I Miss You, Daddy | Teen Ink

I Miss You, Daddy

December 11, 2013
By Anonymous

Every girl wants to be a "Daddy’s little girl" and not many
little girls get the chance to be. I never got that chance. The last time I
talked to my father was on Christmas 1998.It’s not because he "didn’t want me"
or my mom "took me away" from him, it’s because he wasn’t ready. My whole
childhood I would blame my mom for me not talking to him, she would take it from
me and tell me that when I grow up ill understand the real reason why. I am now
17 and regret everything I have ever blamed on my mother, it wasn’t her fault,
it was his. She felt bad, she wanted me to have a relationship with him but she
knew it would hurt me if he was in and out of my life. On my 16th birthday my
dad called me, I was nervous to talk to him, I didn’t know him, and he was a
stranger to me.

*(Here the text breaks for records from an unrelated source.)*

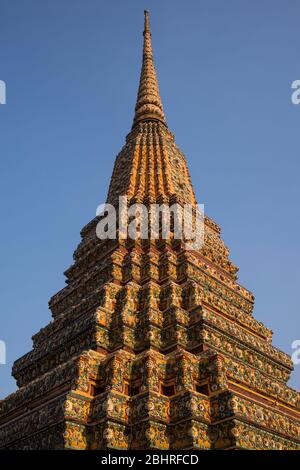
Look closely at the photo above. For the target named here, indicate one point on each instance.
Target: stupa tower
(151, 345)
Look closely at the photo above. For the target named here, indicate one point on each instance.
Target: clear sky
(225, 70)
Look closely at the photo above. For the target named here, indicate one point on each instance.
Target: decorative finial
(149, 105)
(147, 25)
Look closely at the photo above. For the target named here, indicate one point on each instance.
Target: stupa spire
(149, 104)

Ever since that day I have talked to him almost every day and it
is such an amazing feeling. We talk about everything; he’s one of my best
friends. I trust him with everything. i can finally call myself a "Daddy’s
Girl". I can’t even count the times he has apologized for not being there to
watch me grow up. I always told myself I would never forgive him, but seeing how
sorry he truly is, I forgave him because everyone makes mistakes and at least he
is trying now.


The author's comments:
In my creative writing class we were doing a "blog post" assignment and this was one of my topics to write about. It was hard for me to write about this topic beacause i dont often tell people about what goes on in my personal life, but i came out of my comfort zone.